So rather than express shock at the defilement of the holy site by the actions of Arab terrorists, and raising questions as to how similar incidents can be avoided, Adalah, generously funded by the US based “New Israel Fund” demanded an “immediate probe of police killings of [the] Al Aqsa Mosque shooting suspects.”
Obscuring Arab malfeasance
Accordingly, instead of focusing on the murderous actions of the Israeli-Arab perpetrators, Adalah purposely tried to divert attention to the reactions of those who cut their homicidal spree short.
In a transparent attempt to obscure Arab malfeasance, while denigrating the preventative response by Israeli forces, it writes with unabashed gall: “the incident raises serious questions regarding police personnel’s compliance with very detailed open-fire regulations”.
This anti-Israel sentiment is reflected in pervasive — albeit, as yet, inert — bias in the general Israeli Arab public. This dormant anti-Zionist proclivity is clearly evident in a 2013 poll conducted by Prof. Sami Smoocha, under the auspices of the University of Haifa and the Israel Democracy Institute, both of whom are decidedly on the Left of the Israeli political spectrum.

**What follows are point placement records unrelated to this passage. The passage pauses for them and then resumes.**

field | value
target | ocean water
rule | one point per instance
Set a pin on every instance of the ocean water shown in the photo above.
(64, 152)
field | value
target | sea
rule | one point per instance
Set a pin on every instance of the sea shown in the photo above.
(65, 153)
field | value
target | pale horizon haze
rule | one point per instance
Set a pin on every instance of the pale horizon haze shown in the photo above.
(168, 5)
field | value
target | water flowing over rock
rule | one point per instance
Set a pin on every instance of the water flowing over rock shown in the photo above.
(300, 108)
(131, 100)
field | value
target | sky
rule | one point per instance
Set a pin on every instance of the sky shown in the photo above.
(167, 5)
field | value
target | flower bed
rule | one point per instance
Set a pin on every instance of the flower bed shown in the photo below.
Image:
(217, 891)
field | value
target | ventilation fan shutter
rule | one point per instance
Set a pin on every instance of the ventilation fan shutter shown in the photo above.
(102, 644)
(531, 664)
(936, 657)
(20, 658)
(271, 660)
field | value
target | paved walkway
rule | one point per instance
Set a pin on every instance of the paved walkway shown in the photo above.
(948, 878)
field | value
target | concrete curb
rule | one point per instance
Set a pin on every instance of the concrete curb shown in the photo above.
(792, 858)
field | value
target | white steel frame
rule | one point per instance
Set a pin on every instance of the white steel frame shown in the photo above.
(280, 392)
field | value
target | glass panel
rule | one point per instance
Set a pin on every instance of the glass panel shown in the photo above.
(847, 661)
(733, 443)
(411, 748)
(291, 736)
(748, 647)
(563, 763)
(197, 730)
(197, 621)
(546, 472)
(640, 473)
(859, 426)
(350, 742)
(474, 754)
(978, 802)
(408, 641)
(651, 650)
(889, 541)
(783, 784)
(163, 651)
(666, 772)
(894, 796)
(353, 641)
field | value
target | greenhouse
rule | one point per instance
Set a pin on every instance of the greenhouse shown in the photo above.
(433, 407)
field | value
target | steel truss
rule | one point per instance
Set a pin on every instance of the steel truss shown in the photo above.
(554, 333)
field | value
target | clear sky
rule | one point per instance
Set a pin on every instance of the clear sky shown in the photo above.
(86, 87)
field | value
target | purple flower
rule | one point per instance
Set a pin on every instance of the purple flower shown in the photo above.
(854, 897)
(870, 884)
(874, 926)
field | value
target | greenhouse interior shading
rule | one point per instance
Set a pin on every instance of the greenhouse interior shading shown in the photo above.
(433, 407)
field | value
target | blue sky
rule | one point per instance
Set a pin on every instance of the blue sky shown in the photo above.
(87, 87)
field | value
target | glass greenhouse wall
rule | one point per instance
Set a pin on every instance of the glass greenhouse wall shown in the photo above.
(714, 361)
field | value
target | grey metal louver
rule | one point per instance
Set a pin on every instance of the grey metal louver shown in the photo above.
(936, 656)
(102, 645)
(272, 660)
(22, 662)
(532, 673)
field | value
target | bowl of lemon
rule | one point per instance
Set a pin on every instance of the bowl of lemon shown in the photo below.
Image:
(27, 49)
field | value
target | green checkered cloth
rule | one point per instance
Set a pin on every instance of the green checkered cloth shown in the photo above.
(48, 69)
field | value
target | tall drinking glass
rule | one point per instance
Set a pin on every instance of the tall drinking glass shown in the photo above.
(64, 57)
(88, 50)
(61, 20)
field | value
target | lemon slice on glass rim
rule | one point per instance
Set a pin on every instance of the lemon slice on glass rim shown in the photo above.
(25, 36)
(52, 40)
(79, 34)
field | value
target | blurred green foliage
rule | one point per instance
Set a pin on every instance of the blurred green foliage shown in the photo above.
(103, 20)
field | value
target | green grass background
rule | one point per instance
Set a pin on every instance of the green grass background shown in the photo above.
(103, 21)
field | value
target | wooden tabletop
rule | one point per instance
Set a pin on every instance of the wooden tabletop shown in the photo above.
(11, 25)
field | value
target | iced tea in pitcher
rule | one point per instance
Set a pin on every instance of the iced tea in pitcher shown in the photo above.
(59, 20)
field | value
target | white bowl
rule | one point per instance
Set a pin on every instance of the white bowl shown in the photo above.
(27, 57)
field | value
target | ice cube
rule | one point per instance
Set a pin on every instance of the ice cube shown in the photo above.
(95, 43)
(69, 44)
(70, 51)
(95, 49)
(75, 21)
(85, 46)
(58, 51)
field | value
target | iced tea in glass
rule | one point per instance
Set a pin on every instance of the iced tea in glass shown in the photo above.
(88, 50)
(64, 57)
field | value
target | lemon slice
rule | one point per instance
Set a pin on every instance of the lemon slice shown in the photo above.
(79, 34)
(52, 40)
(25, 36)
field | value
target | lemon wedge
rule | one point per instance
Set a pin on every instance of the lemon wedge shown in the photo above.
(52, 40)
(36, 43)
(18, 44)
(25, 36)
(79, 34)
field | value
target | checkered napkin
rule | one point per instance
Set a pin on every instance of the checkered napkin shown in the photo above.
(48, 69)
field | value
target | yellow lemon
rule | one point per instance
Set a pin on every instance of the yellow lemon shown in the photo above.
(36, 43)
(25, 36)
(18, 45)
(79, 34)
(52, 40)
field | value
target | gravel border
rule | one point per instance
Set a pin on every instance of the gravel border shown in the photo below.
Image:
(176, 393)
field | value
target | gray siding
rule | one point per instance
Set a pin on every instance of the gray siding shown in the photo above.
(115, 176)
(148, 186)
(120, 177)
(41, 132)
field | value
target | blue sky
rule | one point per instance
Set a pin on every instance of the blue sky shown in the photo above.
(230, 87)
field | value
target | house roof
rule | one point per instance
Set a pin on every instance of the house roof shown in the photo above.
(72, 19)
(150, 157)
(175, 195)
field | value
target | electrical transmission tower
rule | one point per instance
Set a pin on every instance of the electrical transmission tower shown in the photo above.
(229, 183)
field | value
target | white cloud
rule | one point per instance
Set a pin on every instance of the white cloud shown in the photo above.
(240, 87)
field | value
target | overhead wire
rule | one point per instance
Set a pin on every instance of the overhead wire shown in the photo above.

According to the findings of the study: 55.9% of [Israeli] Arabs resigned themselves to Israel as a state, with a Jewish majority…
However, as Smoocha points out: “resignation… does not mean preference… the Arabs prefer a binational state to a Jewish and democratic state. [N]or does it imply justification of the status quo, since 69.6% of the Arab respondents think that it is not justified that Israel maintains a Jewish majority….”
Ominously, he observes: “The proportion of Arabs denying Israel’s right to exist as a state was… 11.2% in 2003, and 24.5% in 2012. 82.2% of the Arabs in 2012 accused Jews of the Nakba [the “catastrophe” of Jewish victory in the 1948 Independence War]…”
Gloomily, he notes: “The percentage of Arabs holding accommodating and compromising stances has been steadily decreasing and has shrunk to a minority.”
One-statism: The Writing on the wall
Should any further evidence be required as to the dire consequences of a dramatic increase in Israel’s Arab population, they were provided by the results of the 2015 elections, when virtually to a man — and fully enfranchised woman — the Arab sector voted for the vehemently anti-Zionist Joint List. This is a party made up of a motley mélange of communists-cum radical Islamist-cum-leftwing Arab nationalists, whose only unifying factor is their fierce rejection of Israel as the nation-state of the Jewish people.
Indeed, the political DNA of the Joint List is so rabidly opposed to the Jewish state that it refused to sign a surplus vote sharing agreement even with the far-left Meretz party, because it was still a “Zionist” faction, vividly underscoring its obdurate repudiation of the right of Jews to a state of their own, repudiation, which it seems, Israeli-Arabs endorsed virtually unanimously.
Today, the Joint List — with 13 seats — is the third largest party in the Knesset, with Israel’s (potentially recalcitrant) Arab population within the pre-1967 “Green Line” now at around 20%. Accordingly, little imagination is needed to grasp the dramatic impact — socially, economically, politically — of doubling it to around 40%. — by extending Israeli sovereignty to Judea-Samaria to incorporate the Arab residents in the country’s permanent population (assuming the optimistic demographers are right).
One-statism: The Demographic dilemma
The Temple Mount incident, together with the pervasive anti-Zionist sentiment in the Israeli Arab sector, underscores just how unfounded the optimism of one-staters is that: “Once the population feels there is a central governing authority in place, that sense of order will likely neutralize a significant amount of opposition momentum spurred by anti-Israel animus.”
Indeed, if anything, quite the opposite is true: Reinforced by a huge increase in numbers, the anti-Israel animosity is likely to be commensurately enhanced.
If Israel has no program to significantly reduce the Arab presence in its sovereign territory, it will face a searing demographic dilemma. It can either (a) enfranchise the bulk of the newly annexed Arab population within a reasonable timeline; or (b) it can deny them such enfranchisement.
If it opts for the latter, Israel will inevitably become an undeniable apartheid state — withholding political representation largely on ethnic grounds. As such it is likely to be subjected to crippling international censure and sanctions, imperiling its ability to survive.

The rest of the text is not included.